Its heyday was the sixteenth and early seventeenth centuries, when it was the most highly regarded wind instrument. It was prized for the resemblance of its sound to that of the human voice (considered to be the most perfect instrument) and for its suitability for performing elaborate ornamentation; always considered a difficult instrument, it spawned a select group of highly regarded (and highly paid!) virtuoso players such as Giovanni Bassano and Girolamo Dalla Casa, both of whom worked at the Basilica di San Marco in Venice.

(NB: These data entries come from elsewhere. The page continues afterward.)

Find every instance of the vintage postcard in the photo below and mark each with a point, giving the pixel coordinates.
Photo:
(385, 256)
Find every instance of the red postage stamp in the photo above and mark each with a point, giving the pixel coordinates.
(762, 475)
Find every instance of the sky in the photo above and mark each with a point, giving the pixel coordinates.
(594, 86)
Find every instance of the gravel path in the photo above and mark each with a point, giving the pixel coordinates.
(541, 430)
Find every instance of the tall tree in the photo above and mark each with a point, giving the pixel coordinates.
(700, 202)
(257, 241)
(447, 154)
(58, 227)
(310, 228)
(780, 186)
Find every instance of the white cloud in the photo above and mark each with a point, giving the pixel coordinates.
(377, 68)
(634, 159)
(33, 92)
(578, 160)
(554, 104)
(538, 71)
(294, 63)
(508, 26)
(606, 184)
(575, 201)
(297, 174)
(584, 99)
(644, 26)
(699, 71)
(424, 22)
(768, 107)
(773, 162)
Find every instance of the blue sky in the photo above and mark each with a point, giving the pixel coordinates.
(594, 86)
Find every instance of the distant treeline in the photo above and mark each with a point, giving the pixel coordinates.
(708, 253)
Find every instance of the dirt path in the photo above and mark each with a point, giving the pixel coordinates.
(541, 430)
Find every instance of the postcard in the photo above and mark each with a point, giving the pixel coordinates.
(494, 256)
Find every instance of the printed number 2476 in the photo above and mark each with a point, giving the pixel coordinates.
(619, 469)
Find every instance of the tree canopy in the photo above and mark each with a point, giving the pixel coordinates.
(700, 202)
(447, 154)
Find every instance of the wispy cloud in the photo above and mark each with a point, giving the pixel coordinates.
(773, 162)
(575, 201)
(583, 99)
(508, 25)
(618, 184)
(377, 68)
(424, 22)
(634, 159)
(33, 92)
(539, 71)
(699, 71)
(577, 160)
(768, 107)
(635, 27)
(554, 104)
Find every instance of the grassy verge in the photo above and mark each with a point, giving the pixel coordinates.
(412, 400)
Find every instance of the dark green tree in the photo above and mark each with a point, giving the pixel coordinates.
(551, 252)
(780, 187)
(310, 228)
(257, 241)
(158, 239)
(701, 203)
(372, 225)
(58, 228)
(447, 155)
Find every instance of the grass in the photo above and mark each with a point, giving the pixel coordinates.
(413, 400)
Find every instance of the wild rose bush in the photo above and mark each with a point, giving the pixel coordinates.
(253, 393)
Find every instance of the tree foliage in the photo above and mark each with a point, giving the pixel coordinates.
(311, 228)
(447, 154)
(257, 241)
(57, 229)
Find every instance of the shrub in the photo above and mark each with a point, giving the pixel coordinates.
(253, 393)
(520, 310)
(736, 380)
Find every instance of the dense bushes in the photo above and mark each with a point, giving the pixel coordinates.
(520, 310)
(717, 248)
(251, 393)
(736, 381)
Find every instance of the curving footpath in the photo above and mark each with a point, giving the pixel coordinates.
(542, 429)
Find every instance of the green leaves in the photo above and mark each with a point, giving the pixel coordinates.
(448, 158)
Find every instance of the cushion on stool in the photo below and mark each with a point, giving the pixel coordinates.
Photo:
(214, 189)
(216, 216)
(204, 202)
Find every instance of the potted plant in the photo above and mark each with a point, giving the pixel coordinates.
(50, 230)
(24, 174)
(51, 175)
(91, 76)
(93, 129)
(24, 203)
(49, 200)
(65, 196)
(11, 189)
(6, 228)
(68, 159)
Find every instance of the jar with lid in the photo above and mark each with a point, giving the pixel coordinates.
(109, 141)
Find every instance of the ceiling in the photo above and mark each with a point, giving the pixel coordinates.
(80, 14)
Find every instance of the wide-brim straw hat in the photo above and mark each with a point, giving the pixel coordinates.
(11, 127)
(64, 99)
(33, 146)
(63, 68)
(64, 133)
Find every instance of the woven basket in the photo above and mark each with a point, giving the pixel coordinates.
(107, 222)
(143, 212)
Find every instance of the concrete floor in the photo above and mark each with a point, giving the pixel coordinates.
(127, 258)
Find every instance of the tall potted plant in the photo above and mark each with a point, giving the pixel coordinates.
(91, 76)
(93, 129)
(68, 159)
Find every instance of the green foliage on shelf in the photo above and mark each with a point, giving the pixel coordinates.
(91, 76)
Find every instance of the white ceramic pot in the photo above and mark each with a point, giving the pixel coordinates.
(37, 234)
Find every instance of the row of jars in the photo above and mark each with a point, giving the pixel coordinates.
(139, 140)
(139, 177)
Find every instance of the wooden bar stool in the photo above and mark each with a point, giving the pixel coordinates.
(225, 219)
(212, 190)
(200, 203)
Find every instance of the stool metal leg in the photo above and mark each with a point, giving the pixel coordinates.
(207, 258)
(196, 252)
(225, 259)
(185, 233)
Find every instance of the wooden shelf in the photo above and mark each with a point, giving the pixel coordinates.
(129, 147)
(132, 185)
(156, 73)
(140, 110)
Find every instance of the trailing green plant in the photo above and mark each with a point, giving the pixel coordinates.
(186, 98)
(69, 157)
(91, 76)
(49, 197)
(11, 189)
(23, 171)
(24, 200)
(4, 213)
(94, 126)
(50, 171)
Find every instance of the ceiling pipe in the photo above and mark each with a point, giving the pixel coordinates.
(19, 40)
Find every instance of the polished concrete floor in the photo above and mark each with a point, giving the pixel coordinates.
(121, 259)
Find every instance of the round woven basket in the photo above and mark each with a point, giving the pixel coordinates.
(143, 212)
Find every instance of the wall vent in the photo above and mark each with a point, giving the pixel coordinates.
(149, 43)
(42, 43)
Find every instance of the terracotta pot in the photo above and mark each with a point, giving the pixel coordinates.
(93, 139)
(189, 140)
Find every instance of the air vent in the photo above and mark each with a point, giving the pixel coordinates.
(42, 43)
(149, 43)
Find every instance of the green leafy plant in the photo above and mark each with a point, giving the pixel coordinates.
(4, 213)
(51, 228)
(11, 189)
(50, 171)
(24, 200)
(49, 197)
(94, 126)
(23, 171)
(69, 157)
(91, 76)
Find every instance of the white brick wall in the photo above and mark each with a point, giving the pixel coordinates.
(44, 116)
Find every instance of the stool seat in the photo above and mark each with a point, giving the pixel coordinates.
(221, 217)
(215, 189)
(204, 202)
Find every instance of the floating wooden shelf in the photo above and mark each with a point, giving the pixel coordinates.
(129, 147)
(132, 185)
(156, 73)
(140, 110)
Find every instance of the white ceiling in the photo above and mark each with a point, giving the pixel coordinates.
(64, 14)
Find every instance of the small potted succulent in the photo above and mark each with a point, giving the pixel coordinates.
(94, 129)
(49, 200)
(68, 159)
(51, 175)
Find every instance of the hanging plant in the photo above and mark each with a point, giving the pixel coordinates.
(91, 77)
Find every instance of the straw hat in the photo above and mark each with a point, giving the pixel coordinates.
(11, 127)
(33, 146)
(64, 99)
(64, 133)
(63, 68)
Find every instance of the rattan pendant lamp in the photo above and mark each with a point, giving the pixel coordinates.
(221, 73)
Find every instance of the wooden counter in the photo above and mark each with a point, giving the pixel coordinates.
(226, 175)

The name derives from the Italian for "little horn" ("corno" - horn, plus the suffix "etto" - small); it is also nowadays often referred to as "cornett" (with two t's to give a distinction from the modern brass instrument, with which it has no connection).
The repertoire for the instrument covers the Renaissance and early Baroque periods. The most well-known work which calls for cornetti is Monteverdi's Vespers of 1610, and there are also important cornett parts in music by Giovanni Gabrieli, Heinrich Schutz and Michael Praetorius. It was used in both sacred and secular music, and besides pieces such as the Vespers which mention the instrument by name, it would have been a natural choice for most high-lying parts, which typically were marked only "canto". Thus it appeared in Waits' bands playing ceremonial and dance music, as well as in church reinforcing vocal lines and playing instrumental canzonas and sonatas.

Its flexibility in the hands of a good player made it suitable for virtuoso display, and at its height it was expected to do anything a violin or a human voice could do; many works of the early seventeenth century are marked "violino o cornetto" (violin or cornett) implying that either was a suitable choice.

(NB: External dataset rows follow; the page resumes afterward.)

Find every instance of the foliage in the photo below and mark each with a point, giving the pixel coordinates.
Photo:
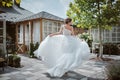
(85, 13)
(14, 60)
(18, 1)
(113, 71)
(111, 49)
(33, 47)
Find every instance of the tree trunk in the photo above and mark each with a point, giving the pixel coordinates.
(100, 42)
(100, 55)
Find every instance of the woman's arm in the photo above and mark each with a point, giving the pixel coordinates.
(57, 33)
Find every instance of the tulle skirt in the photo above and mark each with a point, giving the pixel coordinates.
(62, 53)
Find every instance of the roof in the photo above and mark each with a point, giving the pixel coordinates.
(44, 15)
(14, 13)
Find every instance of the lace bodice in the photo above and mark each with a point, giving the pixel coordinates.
(66, 31)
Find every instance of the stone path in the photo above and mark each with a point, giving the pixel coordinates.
(34, 69)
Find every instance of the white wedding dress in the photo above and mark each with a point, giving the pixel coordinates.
(62, 53)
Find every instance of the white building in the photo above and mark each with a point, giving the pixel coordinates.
(35, 28)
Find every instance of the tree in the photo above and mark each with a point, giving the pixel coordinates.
(101, 14)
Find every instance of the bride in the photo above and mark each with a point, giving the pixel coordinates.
(63, 51)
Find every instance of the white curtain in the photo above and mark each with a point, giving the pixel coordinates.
(36, 31)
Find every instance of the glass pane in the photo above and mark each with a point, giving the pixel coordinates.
(118, 30)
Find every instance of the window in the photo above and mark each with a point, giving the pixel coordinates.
(50, 27)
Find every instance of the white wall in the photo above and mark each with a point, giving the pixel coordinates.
(20, 37)
(36, 31)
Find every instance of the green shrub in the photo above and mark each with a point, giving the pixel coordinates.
(33, 47)
(113, 71)
(14, 60)
(111, 49)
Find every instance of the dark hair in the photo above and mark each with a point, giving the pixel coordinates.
(67, 20)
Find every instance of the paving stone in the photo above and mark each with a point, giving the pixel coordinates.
(34, 69)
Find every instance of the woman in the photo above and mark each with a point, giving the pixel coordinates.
(63, 51)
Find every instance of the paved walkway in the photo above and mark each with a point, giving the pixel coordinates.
(34, 69)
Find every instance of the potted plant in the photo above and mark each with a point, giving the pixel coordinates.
(33, 47)
(14, 60)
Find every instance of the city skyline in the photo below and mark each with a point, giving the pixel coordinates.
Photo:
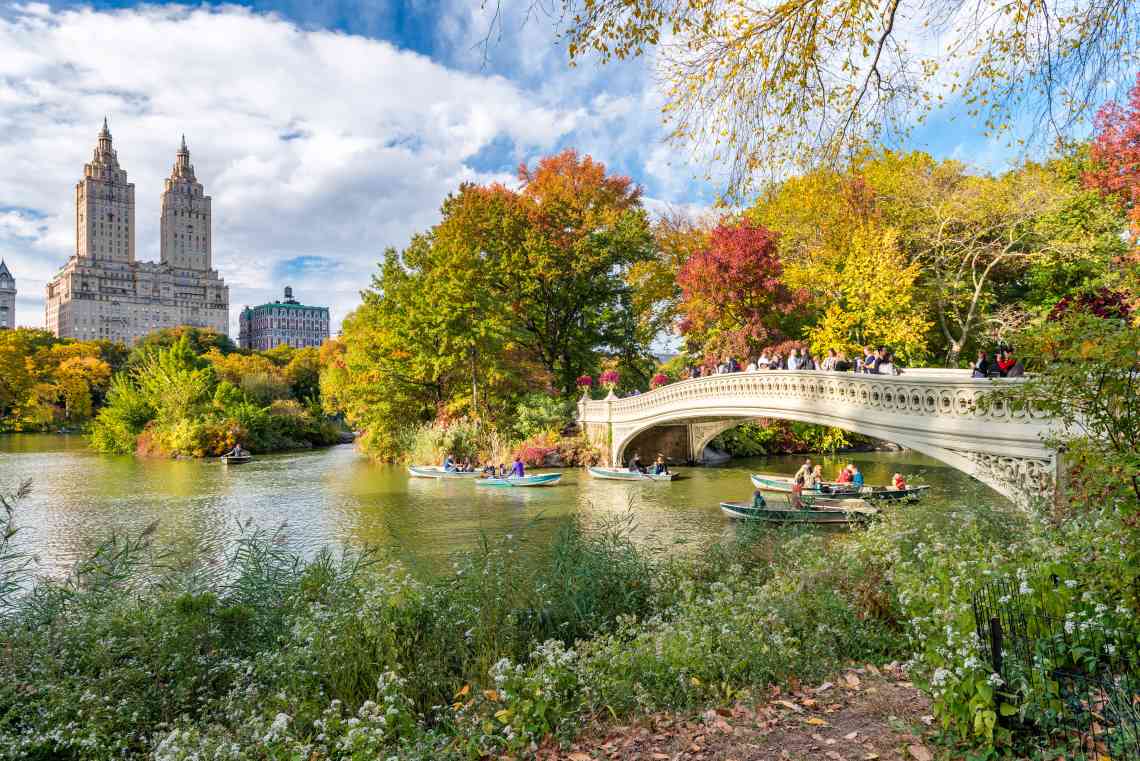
(311, 180)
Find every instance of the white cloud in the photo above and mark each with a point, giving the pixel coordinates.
(314, 144)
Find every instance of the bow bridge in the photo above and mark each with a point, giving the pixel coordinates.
(935, 412)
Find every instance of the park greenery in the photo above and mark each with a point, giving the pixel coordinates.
(178, 392)
(516, 294)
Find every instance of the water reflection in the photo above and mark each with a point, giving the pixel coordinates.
(333, 497)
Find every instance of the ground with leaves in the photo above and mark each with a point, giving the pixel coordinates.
(864, 714)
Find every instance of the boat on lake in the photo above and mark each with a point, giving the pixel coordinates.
(537, 480)
(236, 459)
(783, 484)
(774, 514)
(624, 474)
(437, 472)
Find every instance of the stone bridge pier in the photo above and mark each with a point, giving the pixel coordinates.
(931, 411)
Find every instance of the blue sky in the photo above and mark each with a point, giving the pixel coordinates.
(325, 131)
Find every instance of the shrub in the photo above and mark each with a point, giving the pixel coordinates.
(539, 414)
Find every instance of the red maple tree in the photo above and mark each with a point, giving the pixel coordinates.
(733, 297)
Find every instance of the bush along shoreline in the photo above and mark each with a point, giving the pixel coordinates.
(519, 644)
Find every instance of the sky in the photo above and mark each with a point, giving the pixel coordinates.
(325, 131)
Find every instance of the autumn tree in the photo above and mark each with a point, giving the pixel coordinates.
(1115, 172)
(768, 87)
(734, 300)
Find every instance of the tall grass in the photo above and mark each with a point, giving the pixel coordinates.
(351, 656)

The difficulty of its technique meant that even at the height of its popularity there were relatively few really accomplished players, and the instrument went into decline during the second half of the seventeenth century as violin technique developed and as other wind instruments such as oboes became more sophisticated. It has also been suggested that several of the leading players died during the great Venetian plague of 1630, leaving few people to teach the instrument! The use of the cornetto survived longest in Northern Europe; J S Bach calls for it in some of his cantatas, but by this time it would have been considered rather old-fashioned, and by the end of the eighteenth century it had more or less died out.

The cornetto is played nowadays by players involved in historically informed performances (HIP). The combination of woodwind and brass techniques - normally quite different disciplines - and its general intractability make it a challenging instrument, but the result in the hands of a good player is something quite magical - a sound which, perhaps like no other instrument, conjures up the sound-world of a bygone age.